Bir teknik direktörün, kötü sonuç alınmış bir maçtan sonra; intikam duygusuyla kadro değişikliğine gidebileceğine inanmam... Ama Pereira’nın Bursaspor kadrosu, burnuma kötü kokular getirdi. Budama operasyonunu (Molde şoku nedeniyle) ne rotasyona bağladım, ne de alternatif üretme çabasına... Hadi buna intikam demeyelim ama, en azından gözdağı teşebbüsü diyelim!
Yapılmak istenen her ne ise, doğrusu işe yaradı. Çünkü F.Bahçe, bu sezon hiç olmadığı kadar maça iştahlı başladı. Bu iştah tempoyla, hırsla ve sonuç alma tutkusu ile beslendi. Doğrusunu isterseniz; Markoviç’in ana organizasyonuyla gelişen atak, takım oyununun zaferiyle sonuçlanmış bir golle süslendi.

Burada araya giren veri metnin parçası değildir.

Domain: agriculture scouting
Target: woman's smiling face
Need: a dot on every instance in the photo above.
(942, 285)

F.Bahçe’de işler iyi görünüyordu ama, yarım saat sonra aniden dinlenme molası verdiler. Devreye kadar, hem Bursaspor’u hem fincancı katırlarını ürkütmemeye çalıştılar.
İşte ben bu ani dönüşlere, kaytarma çabalarına, olanı yeterli görme gafletlerine kızıyorum. Bizim takımlar; niye başladıkları coşkuyla işi sürdürme disiplinine sahip olamazlar! Alman yapar da, biz niçin yapamayız.
***
Maçın ikinci yarısı da, vites küçülten F.Bahçe’nin oyunu idare etmeye yönelik “Aktif dinlenme” çabasıyla başladı. Markoviç seri ve keskin driplingleriyle, takımını yeniden canlandırma hatta ateşleme teşebbüslerine girişse de, ilk yarım saatin rüzgarı bir türlü oluşmuyordu. Bursaspor bu durgunluktan yaralanıp (Üstelik bacak arasından) golünü attı.
F.Bahçe kendi yararına verilmesi gereken 3 penaltılık pozisyondan, umduğunu bulamadı. Oysa, ilk yarıda göğüse yapışık durumdaki kola çarpan top olayı da dahil; tartışılan bütün pozisyonların penaltıyla ilgisi yoktu. Avanta beklemeyin.
***
İşler iyi giderken, birden tersine akan nehir; F.Bahçe’ye şamar gibi geldi. Takım harekete geçti ama, sinirlendi. Hız arttırayım derken, telaşa da kapıldılar. Neyse ki, Van Persie takımı ipten aldı.